Kami didampingi seorang koordinator yang merupakan relawan di kegiatan ini, namanya Tini. Ia mahasiswi semester 3 Ilmu Komputer di Politehnik Negeri Bali.
Kami mendapatkan tugas untuk menanam di titik 5 ungu. Berdasarkan info dari panitia, telah disiapkan 4000 pohon untuk 320 peserta yang hadir. Tini, membawa 5 kresek merah yang berisi pohon. Luas lahan titik 5 ungu kiranya ada 4 are. Kondisinya, itu merupakan lahan berbatuan seperti yang telah kujelaskan diawal tulisan ini.

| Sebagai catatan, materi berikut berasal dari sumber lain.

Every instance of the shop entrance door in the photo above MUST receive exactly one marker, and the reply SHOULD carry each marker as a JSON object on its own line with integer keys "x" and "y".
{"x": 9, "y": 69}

Pohon puspa (schima wallichii) yang ditanam di tanah batuan vulkanik | Foto: Dok Diyana
Panitia telah mempersiapkan ini jauh hari, dalam setiap jarak yang telah terukur ditempatkan tanah dan pupuk kandang. Pada titik itulah pohon Jempinis, Puspa dan Ampupu ini kami tanam.
Kami serius menanam. Aku berorientasi target, seperti sales. Pantang pulang sebelum target dicapai. Melelahkan juga, beberapa momen Bu Ria sempat mengambil waktu untuk istirahat. Kami membagi tugas untuk mengefisienkan energi.
Ada yang melubangi kembali, menaruh pohonnya, dan memasang tali pengikat. Tak terasa 1,5 jam pohon yang disiapkan untuk kelompok ini habis. Artinya, target telah dicapai dan kami bisa mengambil momen untuk dokumentasi.
Kegiatan serta perjalanan ini menjadi suatu refleksi bagiku. Lebih dari sekadar nostalgia masa SMA, aku mulai menyadari beberapa hal penting. Pemandangan yang berwarna hitam dari sepadan jurang jalan Kintamani (atas) itu kukira hanya karena awan yang menutupi cahaya matahari di atasnya. Namun, pada beberapa titik itu memang merupakan lahan hutan yang kritis.
Saya (penulis) berpose sehabis menanam di sela-sela batu | Foto: Dok. Diyana
Kita melihat dari jauh hamparan batuan vulkanik, pasir atau kerikil berwarna hitam di lereng Gunung Batur itu adalah pemandangan yang begitu indah. Melihat lebih dekat hamparan batuan vulkanik tersebut, itu merupakan daerah lahan kritis. Titik tutupan hijaunya sedikit.
Setiap tahun, eksploitasi dari pemandangan lahan kritis itu kian meningkat. Peningkatan itu perlu diimbangi dengan meningkatnya agenda-agenda konservasi di daerah itu agar angka tutupan hijau juga ikut meningkat.
Bali Reforestation Festival menjadi alarm setiap tahunnya tentang keberlanjutan lingkungan, keberlanjutan ekonomi dan keberlanjutan generasi. Antara refleksi dan nostalgia, festival ini kembali mengingatkan bahwa melestarikan alam bukan hanya kenangan masa laluku, tetapi tentang keberlanjutan untuk masa depan. [T]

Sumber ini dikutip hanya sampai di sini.